United Kingdom: BoE leaves rates unchanged in February
February 2, 2016
At its 2 February meeting, the Monetary Policy Committee (MPC) of the Bank of England (BoE) decided to keep the Bank Rate unchanged at 0.50% and to leave the stock of asset purchasing at GBP 375 billion, thus matching market expectations. In February, the Committee voted unanimously on the proposal of keeping both the Bank Rate and the stock of asset purchasing unchanged. In the last six meetings, including the one in January, the same member of the nine-member Committee continuously voted in favor of increasing the Bank Rate by 25 basis points.
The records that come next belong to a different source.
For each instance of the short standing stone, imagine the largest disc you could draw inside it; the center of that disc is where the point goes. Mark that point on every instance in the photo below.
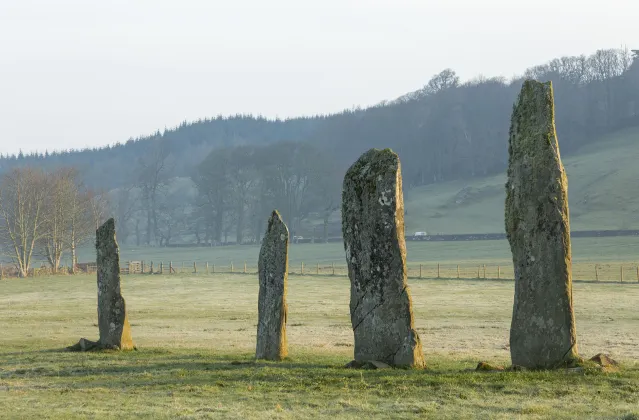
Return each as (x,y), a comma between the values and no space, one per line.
(113,322)
(543,333)
(373,231)
(273,275)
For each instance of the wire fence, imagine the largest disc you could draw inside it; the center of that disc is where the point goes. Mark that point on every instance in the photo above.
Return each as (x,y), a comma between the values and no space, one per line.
(603,272)
(622,272)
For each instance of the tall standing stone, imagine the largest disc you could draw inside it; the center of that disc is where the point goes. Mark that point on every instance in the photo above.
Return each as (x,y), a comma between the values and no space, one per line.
(273,276)
(543,333)
(373,232)
(113,322)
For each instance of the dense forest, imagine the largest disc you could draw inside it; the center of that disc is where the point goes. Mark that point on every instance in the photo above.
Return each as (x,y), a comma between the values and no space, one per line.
(216,180)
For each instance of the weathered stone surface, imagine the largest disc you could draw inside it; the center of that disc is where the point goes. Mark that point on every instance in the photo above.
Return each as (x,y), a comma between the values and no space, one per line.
(113,322)
(373,231)
(273,275)
(543,333)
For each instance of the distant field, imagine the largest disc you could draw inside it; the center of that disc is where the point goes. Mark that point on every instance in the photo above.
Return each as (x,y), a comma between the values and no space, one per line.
(190,328)
(602,188)
(466,253)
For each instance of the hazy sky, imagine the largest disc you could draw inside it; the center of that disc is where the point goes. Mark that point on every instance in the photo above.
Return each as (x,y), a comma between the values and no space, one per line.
(77,73)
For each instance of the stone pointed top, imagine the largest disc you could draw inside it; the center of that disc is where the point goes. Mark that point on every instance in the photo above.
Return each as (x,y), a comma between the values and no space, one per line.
(272,309)
(534,115)
(275,222)
(374,162)
(105,235)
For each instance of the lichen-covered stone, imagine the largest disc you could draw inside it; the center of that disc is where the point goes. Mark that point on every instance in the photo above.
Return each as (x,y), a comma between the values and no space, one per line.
(373,232)
(113,322)
(273,276)
(543,333)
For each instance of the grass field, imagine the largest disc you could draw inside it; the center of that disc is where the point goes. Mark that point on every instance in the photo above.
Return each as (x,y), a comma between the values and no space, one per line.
(190,330)
(602,188)
(609,254)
Conversely, the other members saw the current rate as appropriate considering the inflation outlook as well as the existing state of the economy.
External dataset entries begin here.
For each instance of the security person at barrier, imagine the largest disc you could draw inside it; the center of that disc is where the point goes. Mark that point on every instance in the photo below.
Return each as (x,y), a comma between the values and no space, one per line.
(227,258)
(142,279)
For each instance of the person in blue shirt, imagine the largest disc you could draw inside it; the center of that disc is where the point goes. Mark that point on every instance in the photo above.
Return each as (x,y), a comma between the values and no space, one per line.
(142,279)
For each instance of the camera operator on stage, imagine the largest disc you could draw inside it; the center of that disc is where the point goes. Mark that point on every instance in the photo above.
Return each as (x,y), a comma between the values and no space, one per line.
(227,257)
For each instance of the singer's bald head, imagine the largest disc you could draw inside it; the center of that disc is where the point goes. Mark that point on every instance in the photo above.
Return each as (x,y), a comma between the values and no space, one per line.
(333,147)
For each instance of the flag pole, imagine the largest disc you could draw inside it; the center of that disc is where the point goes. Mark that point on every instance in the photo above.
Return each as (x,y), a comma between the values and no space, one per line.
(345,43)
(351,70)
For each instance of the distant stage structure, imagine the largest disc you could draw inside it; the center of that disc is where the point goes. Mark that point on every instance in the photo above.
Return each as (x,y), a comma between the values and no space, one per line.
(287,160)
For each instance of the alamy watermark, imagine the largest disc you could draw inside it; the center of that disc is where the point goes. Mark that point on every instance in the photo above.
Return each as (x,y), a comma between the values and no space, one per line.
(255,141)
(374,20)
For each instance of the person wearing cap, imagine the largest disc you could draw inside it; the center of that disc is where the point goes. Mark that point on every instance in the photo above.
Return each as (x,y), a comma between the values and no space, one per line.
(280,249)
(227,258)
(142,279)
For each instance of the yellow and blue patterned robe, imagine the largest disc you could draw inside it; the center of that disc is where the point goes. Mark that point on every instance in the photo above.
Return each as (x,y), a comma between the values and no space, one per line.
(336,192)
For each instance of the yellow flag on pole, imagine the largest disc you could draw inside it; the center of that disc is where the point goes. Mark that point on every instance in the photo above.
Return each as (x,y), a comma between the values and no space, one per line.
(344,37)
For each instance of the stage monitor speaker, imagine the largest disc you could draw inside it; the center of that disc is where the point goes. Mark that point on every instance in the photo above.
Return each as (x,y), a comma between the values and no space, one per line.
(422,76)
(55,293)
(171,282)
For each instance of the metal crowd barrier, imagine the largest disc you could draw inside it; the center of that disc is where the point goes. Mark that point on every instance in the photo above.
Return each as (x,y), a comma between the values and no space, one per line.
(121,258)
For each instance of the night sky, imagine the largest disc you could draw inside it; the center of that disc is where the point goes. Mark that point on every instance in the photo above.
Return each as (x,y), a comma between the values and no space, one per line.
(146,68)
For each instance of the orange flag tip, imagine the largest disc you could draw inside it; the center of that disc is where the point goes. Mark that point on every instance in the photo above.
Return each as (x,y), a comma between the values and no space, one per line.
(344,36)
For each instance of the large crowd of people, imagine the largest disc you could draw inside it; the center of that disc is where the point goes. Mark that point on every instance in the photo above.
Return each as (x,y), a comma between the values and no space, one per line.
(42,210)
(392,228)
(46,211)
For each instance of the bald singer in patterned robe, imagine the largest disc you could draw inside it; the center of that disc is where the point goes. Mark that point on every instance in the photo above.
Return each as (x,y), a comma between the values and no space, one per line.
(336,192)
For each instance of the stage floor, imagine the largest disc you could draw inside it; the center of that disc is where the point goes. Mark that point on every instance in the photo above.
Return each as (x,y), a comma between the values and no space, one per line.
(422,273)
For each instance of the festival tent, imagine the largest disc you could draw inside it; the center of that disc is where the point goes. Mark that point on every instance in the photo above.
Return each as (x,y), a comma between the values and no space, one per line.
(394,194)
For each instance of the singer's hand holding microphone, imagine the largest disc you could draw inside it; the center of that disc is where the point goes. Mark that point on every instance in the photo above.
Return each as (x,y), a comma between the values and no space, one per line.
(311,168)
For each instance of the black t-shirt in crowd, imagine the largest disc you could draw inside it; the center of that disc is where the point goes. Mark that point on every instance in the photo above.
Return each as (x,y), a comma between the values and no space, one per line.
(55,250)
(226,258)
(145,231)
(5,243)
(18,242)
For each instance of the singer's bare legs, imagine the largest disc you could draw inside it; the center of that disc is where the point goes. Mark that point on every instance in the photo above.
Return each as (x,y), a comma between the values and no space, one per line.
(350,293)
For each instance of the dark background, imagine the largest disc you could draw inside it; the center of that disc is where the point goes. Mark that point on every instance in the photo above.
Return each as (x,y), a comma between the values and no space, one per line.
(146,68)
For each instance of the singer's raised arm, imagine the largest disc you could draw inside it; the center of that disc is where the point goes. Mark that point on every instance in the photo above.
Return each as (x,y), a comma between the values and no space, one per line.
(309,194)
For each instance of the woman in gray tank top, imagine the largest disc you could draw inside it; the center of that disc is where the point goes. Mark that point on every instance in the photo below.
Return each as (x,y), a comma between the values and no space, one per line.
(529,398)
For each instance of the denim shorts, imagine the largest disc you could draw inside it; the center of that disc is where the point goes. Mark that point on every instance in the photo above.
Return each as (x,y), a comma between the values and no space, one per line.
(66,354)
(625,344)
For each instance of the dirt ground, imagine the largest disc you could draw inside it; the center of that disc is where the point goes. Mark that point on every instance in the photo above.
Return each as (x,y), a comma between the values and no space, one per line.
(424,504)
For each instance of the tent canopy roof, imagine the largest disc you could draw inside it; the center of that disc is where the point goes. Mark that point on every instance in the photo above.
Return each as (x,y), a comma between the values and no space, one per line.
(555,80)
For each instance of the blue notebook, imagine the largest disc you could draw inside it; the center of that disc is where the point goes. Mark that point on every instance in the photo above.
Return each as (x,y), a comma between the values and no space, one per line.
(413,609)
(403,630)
In its analysis of domestic conditions, the BoE commented that the British economy likely decelerated last year compared to the previous year due to a slowdown in domestic demand, which in turn was negatively affected by the government’s consolidations efforts and the appreciation of the sterling. A stronger currency weighed on exports last year. However, the economy accelerated slightly in the final quarter of last year on a sequential basis as robust consumer and business demand prevailed over weak external developments. The Bank also commented that spare capacity has decreased and, as a result, domestic cost pressures are expected to pick up.
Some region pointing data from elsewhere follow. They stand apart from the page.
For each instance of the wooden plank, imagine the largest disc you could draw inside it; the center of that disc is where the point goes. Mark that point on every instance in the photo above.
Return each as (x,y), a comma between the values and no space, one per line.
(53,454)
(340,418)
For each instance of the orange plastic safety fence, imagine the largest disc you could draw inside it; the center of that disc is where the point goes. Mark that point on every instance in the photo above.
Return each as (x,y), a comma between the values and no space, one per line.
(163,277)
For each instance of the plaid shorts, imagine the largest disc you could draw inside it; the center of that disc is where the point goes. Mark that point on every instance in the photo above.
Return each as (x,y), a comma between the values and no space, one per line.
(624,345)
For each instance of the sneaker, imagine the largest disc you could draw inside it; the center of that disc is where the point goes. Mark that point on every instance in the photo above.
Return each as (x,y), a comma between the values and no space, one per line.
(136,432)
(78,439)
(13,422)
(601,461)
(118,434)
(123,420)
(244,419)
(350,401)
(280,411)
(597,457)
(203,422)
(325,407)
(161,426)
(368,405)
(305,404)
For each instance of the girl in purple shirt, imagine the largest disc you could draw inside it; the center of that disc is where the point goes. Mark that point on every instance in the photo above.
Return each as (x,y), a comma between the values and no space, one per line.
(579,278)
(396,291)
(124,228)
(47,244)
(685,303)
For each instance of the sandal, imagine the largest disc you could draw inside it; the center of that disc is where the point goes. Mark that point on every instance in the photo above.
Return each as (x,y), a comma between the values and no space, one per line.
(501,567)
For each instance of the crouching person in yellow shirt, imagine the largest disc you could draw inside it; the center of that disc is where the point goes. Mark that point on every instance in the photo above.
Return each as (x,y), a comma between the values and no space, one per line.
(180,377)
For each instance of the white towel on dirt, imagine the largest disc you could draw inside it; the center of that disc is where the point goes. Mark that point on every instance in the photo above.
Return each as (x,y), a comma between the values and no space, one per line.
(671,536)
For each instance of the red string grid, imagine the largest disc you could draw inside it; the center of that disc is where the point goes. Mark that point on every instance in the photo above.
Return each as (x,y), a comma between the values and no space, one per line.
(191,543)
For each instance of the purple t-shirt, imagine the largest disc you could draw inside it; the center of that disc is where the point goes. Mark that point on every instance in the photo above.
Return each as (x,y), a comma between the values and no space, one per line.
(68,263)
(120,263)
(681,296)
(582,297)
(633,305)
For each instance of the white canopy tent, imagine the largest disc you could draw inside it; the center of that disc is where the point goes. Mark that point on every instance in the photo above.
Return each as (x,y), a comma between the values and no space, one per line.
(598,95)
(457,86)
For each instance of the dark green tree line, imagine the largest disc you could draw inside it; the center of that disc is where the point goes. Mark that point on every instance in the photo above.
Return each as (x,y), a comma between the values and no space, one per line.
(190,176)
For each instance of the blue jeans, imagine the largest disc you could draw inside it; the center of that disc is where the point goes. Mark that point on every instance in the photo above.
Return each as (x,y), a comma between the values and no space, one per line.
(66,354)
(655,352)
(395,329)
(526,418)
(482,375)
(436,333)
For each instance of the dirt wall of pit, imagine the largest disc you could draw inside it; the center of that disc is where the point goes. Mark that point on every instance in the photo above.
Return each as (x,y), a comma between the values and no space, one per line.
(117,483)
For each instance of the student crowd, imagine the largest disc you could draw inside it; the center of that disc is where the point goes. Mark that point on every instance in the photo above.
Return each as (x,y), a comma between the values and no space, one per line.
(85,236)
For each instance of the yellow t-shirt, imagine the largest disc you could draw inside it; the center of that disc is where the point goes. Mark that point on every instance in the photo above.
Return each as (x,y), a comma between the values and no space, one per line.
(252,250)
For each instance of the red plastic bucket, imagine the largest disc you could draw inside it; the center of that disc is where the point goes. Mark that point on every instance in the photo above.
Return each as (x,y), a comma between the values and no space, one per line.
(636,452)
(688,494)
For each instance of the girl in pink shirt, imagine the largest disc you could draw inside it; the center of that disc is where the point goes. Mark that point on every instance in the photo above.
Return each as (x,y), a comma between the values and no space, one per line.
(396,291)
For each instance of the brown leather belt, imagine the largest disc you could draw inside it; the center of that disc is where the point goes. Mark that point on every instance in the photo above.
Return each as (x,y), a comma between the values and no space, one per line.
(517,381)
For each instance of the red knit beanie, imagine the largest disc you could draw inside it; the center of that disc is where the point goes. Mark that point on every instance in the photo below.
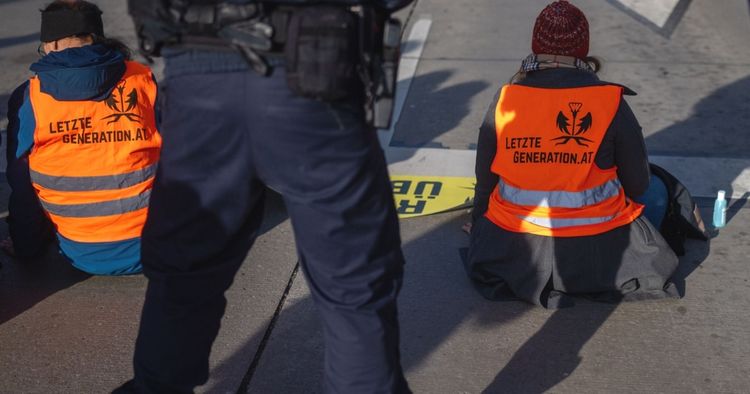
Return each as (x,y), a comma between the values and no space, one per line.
(561,29)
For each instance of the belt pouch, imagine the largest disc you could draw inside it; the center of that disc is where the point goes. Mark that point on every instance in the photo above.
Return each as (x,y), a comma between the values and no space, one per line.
(321,52)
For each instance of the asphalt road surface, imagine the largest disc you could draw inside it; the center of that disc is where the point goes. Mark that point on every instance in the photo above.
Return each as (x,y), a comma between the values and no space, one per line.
(62,331)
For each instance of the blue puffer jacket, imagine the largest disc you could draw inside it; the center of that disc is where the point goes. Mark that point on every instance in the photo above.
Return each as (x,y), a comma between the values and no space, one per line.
(85,73)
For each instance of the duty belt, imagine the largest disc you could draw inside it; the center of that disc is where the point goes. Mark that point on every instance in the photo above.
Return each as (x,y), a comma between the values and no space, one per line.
(239,26)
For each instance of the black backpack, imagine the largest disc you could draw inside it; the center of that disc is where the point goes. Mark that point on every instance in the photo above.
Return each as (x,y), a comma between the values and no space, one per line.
(682,219)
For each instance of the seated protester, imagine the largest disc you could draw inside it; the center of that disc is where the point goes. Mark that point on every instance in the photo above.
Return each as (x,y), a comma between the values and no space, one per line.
(83,146)
(560,158)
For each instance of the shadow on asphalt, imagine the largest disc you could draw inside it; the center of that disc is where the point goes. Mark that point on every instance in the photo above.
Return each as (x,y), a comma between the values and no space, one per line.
(718,124)
(422,120)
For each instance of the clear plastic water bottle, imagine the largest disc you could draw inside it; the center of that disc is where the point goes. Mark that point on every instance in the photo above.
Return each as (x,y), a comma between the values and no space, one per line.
(720,210)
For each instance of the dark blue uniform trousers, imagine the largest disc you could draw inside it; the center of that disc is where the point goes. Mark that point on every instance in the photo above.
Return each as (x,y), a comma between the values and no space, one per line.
(228,133)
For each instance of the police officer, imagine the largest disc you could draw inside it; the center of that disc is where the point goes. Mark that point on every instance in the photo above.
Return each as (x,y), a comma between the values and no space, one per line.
(250,103)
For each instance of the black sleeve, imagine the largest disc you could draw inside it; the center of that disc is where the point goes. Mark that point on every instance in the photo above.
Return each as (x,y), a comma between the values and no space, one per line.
(630,155)
(486,148)
(28,225)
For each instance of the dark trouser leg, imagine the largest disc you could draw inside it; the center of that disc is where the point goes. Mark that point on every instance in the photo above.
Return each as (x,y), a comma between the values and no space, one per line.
(332,174)
(204,211)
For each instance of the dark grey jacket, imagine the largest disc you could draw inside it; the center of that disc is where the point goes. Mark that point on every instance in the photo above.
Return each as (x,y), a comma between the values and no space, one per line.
(629,262)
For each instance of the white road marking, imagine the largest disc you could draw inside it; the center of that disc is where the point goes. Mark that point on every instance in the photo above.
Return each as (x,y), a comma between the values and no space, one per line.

Regarding price developments, the MPC commented that inflationary pressures are expected to increase slightly in the early months of the year as the base effect of the drop in energy and food prices fades. The Bank added that, “the vast majority of the shortfall reflected the impact of falls in commodity prices and the past appreciation of sterling. The outlook for inflation would therefore depend on the persistence of these external factors, the extent to which, in the United Kingdom, demand grew in excess of supply, and how rapidly pressure of demand on supply would outweigh any other forces currently depressing wages and price inflation.”